Al direttore – Se la donna deve partorire nel dolore e l’uomo lavorare con grande sudore, le abili parole usate da Eugenia Roccella sono smentite dai fatti. Roccella coglie un punto che riguarda la distribuzione della Ru486 che ancora non era emerso fino a ora: nei paesi dove si pratica l’aborto farmacologico (in Europa tutti tranne Italia, Portogallo e Irlanda), le donne preferiscono comunque il metodo cirurgico, perché, come dice Roccella, “è proprio l’aborto chimico che avviene nel sangue”. E’ falso quindi dire che la Ru486 porterà a una sottovaluzione culturale e simbolica dell’interruzione volontaria di gravidanza.

Nelle parole
di Eugenia Roccella leggo molta abilità stilistica,
ma anche molta retorica. E’ facile appigliarsi
alle ragioni del proibizionismo per convincere
della giustezza di una posizione, mentre
è più difficile pensare a una società libera e
responsabile, anche di decidere quando procreare,
se farlo come bestie o con amore. E’
un’ingiustizia storica e sociale affermare che
l’aborto clandestino era una forma drammatica
ma incoercibile di libertà di scelta. E’ un’ingiustiza
nei confronti della persona e della società,
non solo della donna. E’ un’ingiustizia
nei confronti di tutto il sistema paese, sociale,
sanitario e anche economico. Significa buttare
nella spazzatura i dati sulle diminuzioni di Ivg
da quando la pratica è stata regolamentata.

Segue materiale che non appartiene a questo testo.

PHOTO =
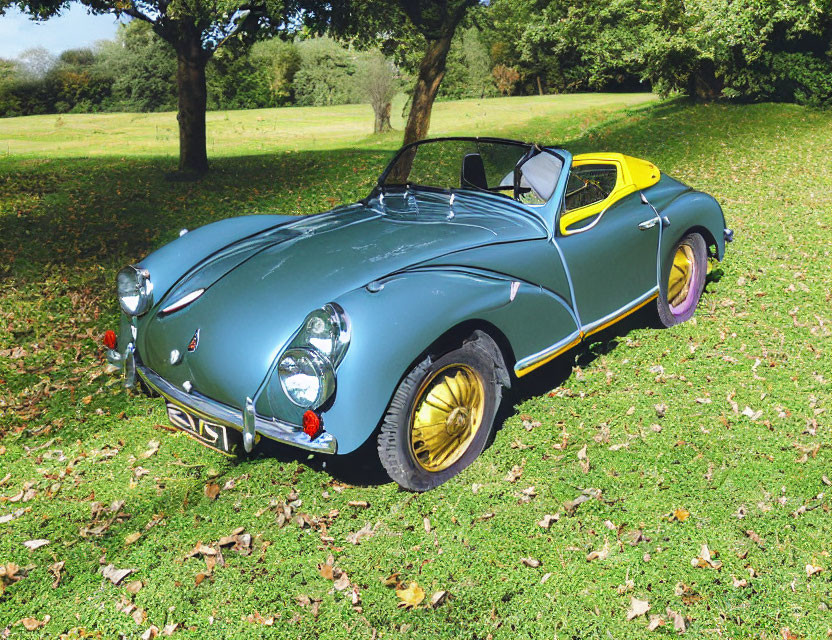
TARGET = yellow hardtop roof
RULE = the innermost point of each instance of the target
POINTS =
(634, 172)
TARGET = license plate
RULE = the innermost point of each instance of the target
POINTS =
(216, 436)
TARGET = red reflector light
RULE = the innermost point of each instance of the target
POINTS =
(110, 340)
(312, 424)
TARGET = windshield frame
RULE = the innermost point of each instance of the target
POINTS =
(546, 212)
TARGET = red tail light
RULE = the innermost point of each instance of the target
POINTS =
(110, 339)
(312, 424)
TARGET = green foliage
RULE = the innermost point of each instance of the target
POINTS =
(468, 71)
(326, 73)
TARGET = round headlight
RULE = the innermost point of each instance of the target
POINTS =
(134, 290)
(327, 330)
(307, 378)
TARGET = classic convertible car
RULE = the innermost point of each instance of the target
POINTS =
(403, 316)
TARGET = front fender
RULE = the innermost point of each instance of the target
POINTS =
(168, 263)
(392, 328)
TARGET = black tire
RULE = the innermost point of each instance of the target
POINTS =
(673, 312)
(395, 447)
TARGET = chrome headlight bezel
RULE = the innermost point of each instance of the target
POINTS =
(318, 368)
(134, 290)
(322, 341)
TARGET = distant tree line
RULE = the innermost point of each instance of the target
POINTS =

Non mi voglio soffermare sul pietismo esistenziale
di quanto una donna in realtà prenda
con grande difficoltà e pesantezza d’animo
questo tipo di scelta, perché voglio prendere per
buona la sua tesi, cioè che tutte le donne decidono
di abortire a cuor leggero, come bere un
bicchier d’acqua, ancora meglio se con il bicchier
d’acqua ci si aggiunge una pillola che in
quattro e quattr’otto risolve il problema. Non
voglio quindi cadere nel retorico e sto alla tesi
per cui è sociologicamente giusto che “la donna
deve partorire nel dolore”. Ma a questo punto
chi è in difetto non sono queste sciagurate
che se ne vanno in giro a farsi inseminare dal
primo che capita e poi si vogliono liberare del
fagotto che ingombra. Come al solito si identifica
il problema nel mezzo e non nella persona.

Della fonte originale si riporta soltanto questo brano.